Pseudo Summaries

To run MegaPRS, it is usually necessary to have two independent sets of summary statistics, one computed from training samples, and one from test samples. Ideally you will be able to generate these directly (e.g., if you have results from L cohorts in a meta-analysis, you can construct training summary statistics by combining results from L-1 cohorts, and use results from the final cohort as the test summary statistics). However, if you only have a single set of summary statistics, computed using all samples, this page explains how you can generate pseudo training and test summary statistics.

Please note that pseudo summary statistics do not work well when created from summary statistics that were subjected to genomic control. This is most problematic for results from meta-analyses that performed genomic control at the cohort-level (i.e., separately for each cohort). If you are using summary statistics that have undergone genomic control (and you are unable to reverse this), then you can instead use MegaPRS-Lite, that requires only one set of summary statistics.

This step requires a Reference Panel. Note that the samples you use for generating pseudo summary statistics must be different to those by MegaPRS (either to calculate predictor-predictor correlations or to test different prior distributions). Therefore, we suggest you divide the samples in your reference panel into three, then use one third to generate pseudo summary statistics, one third to calculate predictor-predictor correlations, and one third to test prior distributions.

Always read the screen output, which suggests arguments and estimates memory usage.
_ _ _ _ _ _ _ _ _ _ _ _ _ _ _ _ _ _ _ _ _ _ _ _ _ _ _ _ _ _ _ _ _ _ _ _ _ _ _ _ _ _ _ _ _ _

The main argument is --pseudo-summaries <outfile>.

The required options are

--bfile/--gen/--sp/--speed <datastem> - to specify the genetic data files (see File Formats).

--summary <sumsfile> - to specify the file containing the summary statistics.

--training-proportion <float> - to specify the fraction of samples assumed to be training (we recommend using --training-proportion 0.9).

By default, LDAK will ignore alleles with ambiguous alleles (those with alleles A & T or C & G) to protect against possible strand errors. If you are confident that these are correctly aligned, you can force LDAK to include them by adding --allow-ambiguous YES.

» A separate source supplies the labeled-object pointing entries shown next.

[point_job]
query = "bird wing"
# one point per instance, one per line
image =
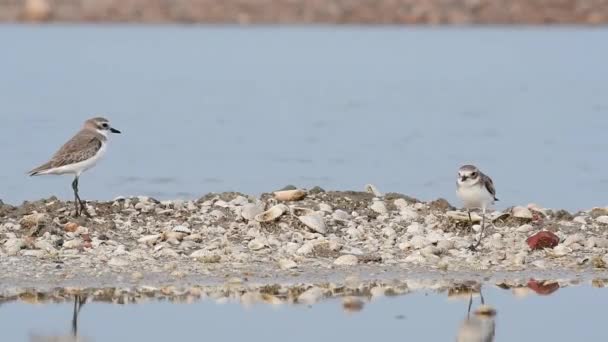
(82, 146)
(487, 181)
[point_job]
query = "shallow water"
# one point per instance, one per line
(567, 314)
(253, 109)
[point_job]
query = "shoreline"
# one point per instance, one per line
(289, 236)
(251, 12)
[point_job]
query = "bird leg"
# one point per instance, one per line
(483, 225)
(78, 303)
(80, 204)
(470, 303)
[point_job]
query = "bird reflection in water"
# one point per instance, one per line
(480, 325)
(79, 302)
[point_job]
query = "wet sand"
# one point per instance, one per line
(434, 12)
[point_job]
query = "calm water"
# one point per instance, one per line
(566, 315)
(252, 109)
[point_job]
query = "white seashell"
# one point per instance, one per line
(463, 216)
(521, 213)
(379, 207)
(287, 264)
(314, 222)
(325, 207)
(560, 250)
(415, 258)
(415, 228)
(311, 295)
(251, 210)
(341, 215)
(370, 188)
(346, 260)
(257, 244)
(182, 229)
(272, 214)
(150, 239)
(290, 195)
(408, 214)
(575, 238)
(602, 219)
(298, 211)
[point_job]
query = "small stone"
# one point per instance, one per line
(602, 219)
(325, 207)
(379, 207)
(524, 228)
(575, 238)
(150, 240)
(70, 227)
(287, 264)
(251, 210)
(257, 243)
(13, 246)
(561, 250)
(118, 262)
(415, 229)
(137, 275)
(314, 222)
(521, 213)
(419, 242)
(72, 244)
(310, 296)
(544, 239)
(346, 260)
(341, 215)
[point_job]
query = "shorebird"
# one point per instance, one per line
(79, 154)
(476, 190)
(481, 327)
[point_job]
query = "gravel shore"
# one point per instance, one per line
(310, 11)
(289, 236)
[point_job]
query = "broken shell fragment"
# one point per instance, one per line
(272, 214)
(370, 188)
(290, 195)
(314, 222)
(463, 216)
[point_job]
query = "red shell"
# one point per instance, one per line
(544, 239)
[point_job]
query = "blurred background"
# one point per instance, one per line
(252, 95)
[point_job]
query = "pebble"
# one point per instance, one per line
(314, 222)
(287, 264)
(522, 213)
(346, 260)
(602, 219)
(311, 296)
(118, 262)
(73, 244)
(257, 244)
(379, 207)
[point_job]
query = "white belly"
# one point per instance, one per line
(475, 197)
(79, 167)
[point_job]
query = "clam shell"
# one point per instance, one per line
(299, 211)
(314, 222)
(251, 210)
(290, 195)
(182, 229)
(463, 216)
(373, 190)
(272, 214)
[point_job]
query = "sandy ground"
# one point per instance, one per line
(310, 11)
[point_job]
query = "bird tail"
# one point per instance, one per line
(39, 170)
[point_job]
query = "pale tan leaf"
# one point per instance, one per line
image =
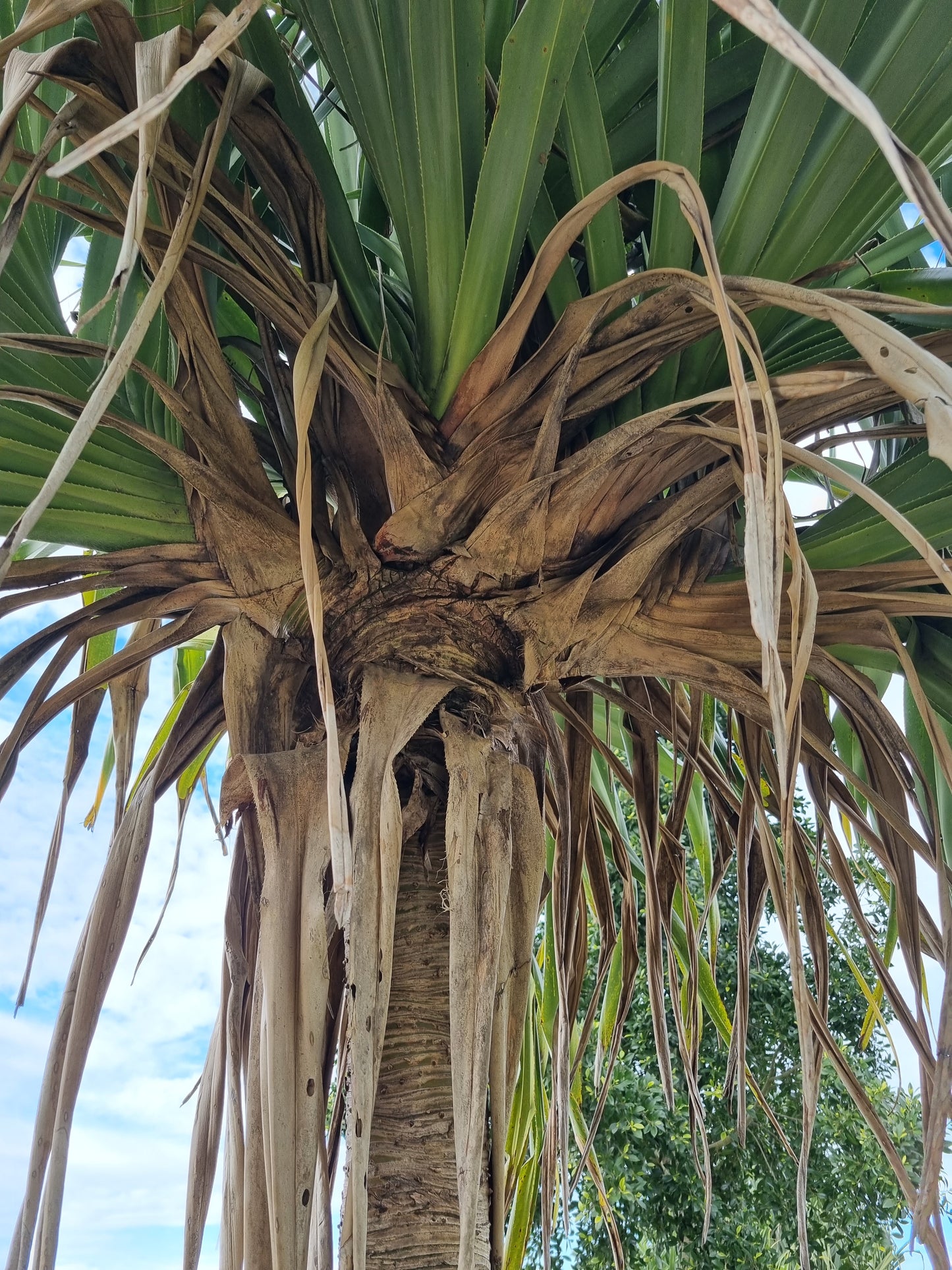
(224, 34)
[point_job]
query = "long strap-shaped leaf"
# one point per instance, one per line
(117, 368)
(913, 175)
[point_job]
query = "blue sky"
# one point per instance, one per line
(128, 1155)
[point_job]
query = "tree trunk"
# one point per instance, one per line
(413, 1199)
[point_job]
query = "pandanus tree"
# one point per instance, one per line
(447, 362)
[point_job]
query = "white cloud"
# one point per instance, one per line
(128, 1152)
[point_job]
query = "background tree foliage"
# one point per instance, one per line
(856, 1209)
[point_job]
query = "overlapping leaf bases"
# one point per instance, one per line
(447, 365)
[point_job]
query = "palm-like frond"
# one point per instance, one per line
(493, 531)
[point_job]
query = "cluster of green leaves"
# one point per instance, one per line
(645, 1151)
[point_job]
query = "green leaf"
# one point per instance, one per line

The pseudo training and test summary statistics will be saved in <outfile>.train.summaries and <outfile>.test.summaries.
_ _ _ _ _ _ _ _ _ _ _ _ _ _ _ _ _ _ _ _ _ _ _ _ _ _ _ _ _ _ _ _ _ _ _ _ _ _ _ _ _ _ _ _ _ _


Here we use the binary PLINK files human.bed, human.bim and human.fam, and the phenotype quant.pheno from the Test Datasets. Although we have individual-level data (genotypes and phenotypes for the same samples), for this example we pretend we are using summary statistics. Therefore, we will first create summary statistics by running

./ldak.out --linear quant --bfile human --pheno quant.pheno

The summary statistics are saved in quant.summaries (already in the format required by LDAK). For more details on this command, see Single-Predictor Analysis. Then we will use the genetic data files as the reference panel.
_ _ _ _ _ _ _ _ _ _ _ _ _ _ _ _

As we only have one reference panel, we begin by dividing its samples into three

awk < human.fam '(NR%3==1){print $0 > "keepa"}(NR%3==2){print $0 > "keepb"}(NR%3==0){print $0 > "keepc"}'

We will use keepa samples to create pseudo summary statistics, then use keepb and keepc with MegaPRS (to calculate predictor-predictor correlations and to test prior distributions, respectively). We can create pseudo test and training summary statistics by running

./ldak.out --pseudo-summaries quant --bfile human --summary quant.summaries --training-proportion .9 --keep keepa --allow-ambiguous YES

Here, we added --allow-ambiguous YES, so that LDAK does not exclude SNPs with alleles A & T or C & G (because the summary statistics were obtained from the genetic data we are using as a reference panel, we know the strands must be consistent). The pseudo training and test summary statistics are saved in quant.train.summaries and quant.test.summaries.